Identifying weaknesses in your startup

Metrics for growth.

To grow your startup you must be able to identify and prioritise areas of weakness. Measuring metrics is a useful way to do this. By leveraging these metrics, you can: identify, prioritise and investigate weaknesses; design and test hypotheses, and measure the results.

Here is a set of high-level stages of the customer journey, with example metrics that you should consider. By considering metrics that represent each of these stages, you’ll be able to spot weaknesses in your startup.


Your customer knows about your brand. Examples: seen an advertisement, read an article, listened to a podcast, referred by a friend, visited your site.

Measure: ad impressions, social impressions, podcast subscriptions, site visits.


Your customers perform a transaction. Examples: signing up for a newsletter, inputting their email to download a white paper, having a live chat, contacting you for more details.

This shows more investment from your customer and often affords the ability to contact them via email (assuming valid consent has been recorded).

Measure: email signups, live chat sessions, information requests.


Your customer tries your product. Examples: a free trial of a SaaS, a small/loss-leader purchase, a free consultation.

To succeed, offer a great experience that enables your users to realise your value proposition immediately. If you fail, they’re unlikely to return.
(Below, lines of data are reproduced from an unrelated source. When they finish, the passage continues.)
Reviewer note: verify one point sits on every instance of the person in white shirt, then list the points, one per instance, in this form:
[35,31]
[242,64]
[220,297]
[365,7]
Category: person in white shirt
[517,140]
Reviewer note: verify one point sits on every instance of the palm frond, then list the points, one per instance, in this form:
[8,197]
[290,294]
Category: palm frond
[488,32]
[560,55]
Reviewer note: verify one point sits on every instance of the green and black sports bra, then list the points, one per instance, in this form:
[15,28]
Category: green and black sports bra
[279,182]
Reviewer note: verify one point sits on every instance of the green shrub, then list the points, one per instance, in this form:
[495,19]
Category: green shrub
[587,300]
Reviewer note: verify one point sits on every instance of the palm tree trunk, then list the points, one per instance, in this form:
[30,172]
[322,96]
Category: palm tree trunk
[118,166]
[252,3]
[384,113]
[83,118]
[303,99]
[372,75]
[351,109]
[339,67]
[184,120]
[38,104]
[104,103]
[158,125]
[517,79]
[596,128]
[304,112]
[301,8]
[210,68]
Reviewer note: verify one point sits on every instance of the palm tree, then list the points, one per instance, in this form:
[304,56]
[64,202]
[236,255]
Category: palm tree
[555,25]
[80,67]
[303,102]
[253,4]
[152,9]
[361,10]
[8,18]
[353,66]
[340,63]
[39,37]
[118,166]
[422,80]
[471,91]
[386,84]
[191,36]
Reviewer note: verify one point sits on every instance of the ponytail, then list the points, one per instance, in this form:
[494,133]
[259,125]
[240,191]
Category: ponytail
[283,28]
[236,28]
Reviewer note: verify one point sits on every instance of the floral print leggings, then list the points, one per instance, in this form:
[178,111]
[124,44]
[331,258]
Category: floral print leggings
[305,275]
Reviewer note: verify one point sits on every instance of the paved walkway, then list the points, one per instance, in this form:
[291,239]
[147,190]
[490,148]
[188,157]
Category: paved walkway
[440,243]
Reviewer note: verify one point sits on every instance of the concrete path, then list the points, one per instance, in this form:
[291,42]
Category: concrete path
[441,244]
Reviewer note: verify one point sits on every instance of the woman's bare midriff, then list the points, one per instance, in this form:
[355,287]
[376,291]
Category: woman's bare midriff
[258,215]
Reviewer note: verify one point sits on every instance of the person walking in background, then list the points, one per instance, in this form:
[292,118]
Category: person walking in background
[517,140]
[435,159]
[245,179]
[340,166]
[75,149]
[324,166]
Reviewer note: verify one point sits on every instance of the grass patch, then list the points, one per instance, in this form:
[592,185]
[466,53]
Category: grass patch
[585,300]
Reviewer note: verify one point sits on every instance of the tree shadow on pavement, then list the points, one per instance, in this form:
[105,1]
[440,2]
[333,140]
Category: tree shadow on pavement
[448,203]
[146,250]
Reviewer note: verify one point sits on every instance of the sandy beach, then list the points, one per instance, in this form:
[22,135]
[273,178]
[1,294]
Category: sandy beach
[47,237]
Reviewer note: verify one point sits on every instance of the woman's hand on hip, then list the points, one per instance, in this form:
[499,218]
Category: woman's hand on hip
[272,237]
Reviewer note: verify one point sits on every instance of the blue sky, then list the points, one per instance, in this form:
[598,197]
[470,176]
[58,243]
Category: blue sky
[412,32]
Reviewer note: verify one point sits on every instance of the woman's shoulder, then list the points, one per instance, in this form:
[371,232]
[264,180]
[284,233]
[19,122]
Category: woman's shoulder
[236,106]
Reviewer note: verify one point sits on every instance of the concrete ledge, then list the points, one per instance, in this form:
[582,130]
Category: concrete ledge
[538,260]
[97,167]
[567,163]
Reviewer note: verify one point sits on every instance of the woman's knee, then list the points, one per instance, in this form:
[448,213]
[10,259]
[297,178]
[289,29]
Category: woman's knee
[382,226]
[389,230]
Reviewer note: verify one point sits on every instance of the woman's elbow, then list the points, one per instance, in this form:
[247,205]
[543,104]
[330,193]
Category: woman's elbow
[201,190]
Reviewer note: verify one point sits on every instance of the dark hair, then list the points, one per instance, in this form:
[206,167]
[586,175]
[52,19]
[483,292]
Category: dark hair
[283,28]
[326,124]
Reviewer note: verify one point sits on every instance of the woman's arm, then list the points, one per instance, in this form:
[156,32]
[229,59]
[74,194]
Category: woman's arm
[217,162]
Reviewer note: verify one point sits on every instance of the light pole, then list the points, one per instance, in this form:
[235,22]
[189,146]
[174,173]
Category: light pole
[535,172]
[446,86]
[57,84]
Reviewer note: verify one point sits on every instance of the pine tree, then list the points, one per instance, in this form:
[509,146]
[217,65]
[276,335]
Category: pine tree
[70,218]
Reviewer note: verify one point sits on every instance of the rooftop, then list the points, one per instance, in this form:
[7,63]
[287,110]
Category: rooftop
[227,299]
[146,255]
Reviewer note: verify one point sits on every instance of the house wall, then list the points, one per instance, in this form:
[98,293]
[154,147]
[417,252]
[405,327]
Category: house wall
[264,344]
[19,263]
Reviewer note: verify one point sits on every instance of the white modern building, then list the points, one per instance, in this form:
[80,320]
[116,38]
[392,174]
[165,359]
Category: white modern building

Measure: signups, loss-leader sales, consultations.


Your customer pays for your product. Examples: SaaS subscription, up-sells, contracts signed.

Measure: trial to paid conversions, first purchases.


Existing customers continue to buy from you. Examples: continued subscriptions, further purchases, retainers.

Once you’ve spent the effort (and money) building trust with your customer, it is much cheaper to get them to buy again, rather than to sell to a new customer.

Measure: customer lifetime value, churn rates.


Customers introduce their friends and networks to your brand.

Systems which encourage referrals have proven to be extremely beneficial for growth. Examples: Dropbox, Facebook.

Measure: referrals, social shares, proxy metrics (surveys).

Identifying weakness with data

Use each of these areas as a guide for your business. They offer a high-level overview of your customer journeys enabling you to identify areas of weakness.

Each segment is different

Segmenting your data will help you to understand performance across different groups of people. Example: by segmenting by origin channel, such as Facebook Ads, you’ll likely find that one channel outperforms others.

Don’t be tricked by the numbers

Poor performance within an area isn’t necessarily caused by deficiencies in that area. Example: poor metrics within the activation stage may be caused by bad targeting within the awareness stage.

Data tells our stories

Each metric represents interactions of real people with your brand. When you’re exploring weaknesses try to understand the customers that your metrics represent. Example: if your product is designed to help an expectant mother through her pregnancy there’s no point trying to optimise retention past 9 months… unless we’re talking about an elephant.

What are your barriers to growth?

These metrics give you the opportunity to explore the answers to this question — you’d be surprised how many businesses “don’t really know”.

I want to tailor my articles to you, so please let me know what barriers you find.

Build the future

Data affords you the opportunity to better serve your customers. To achieve this, you must use these metrics to: identify, prioritise and investigate weaknesses; design and test hypotheses, and measure the results. It’s a continuous process that aims to deliver continuous improvement.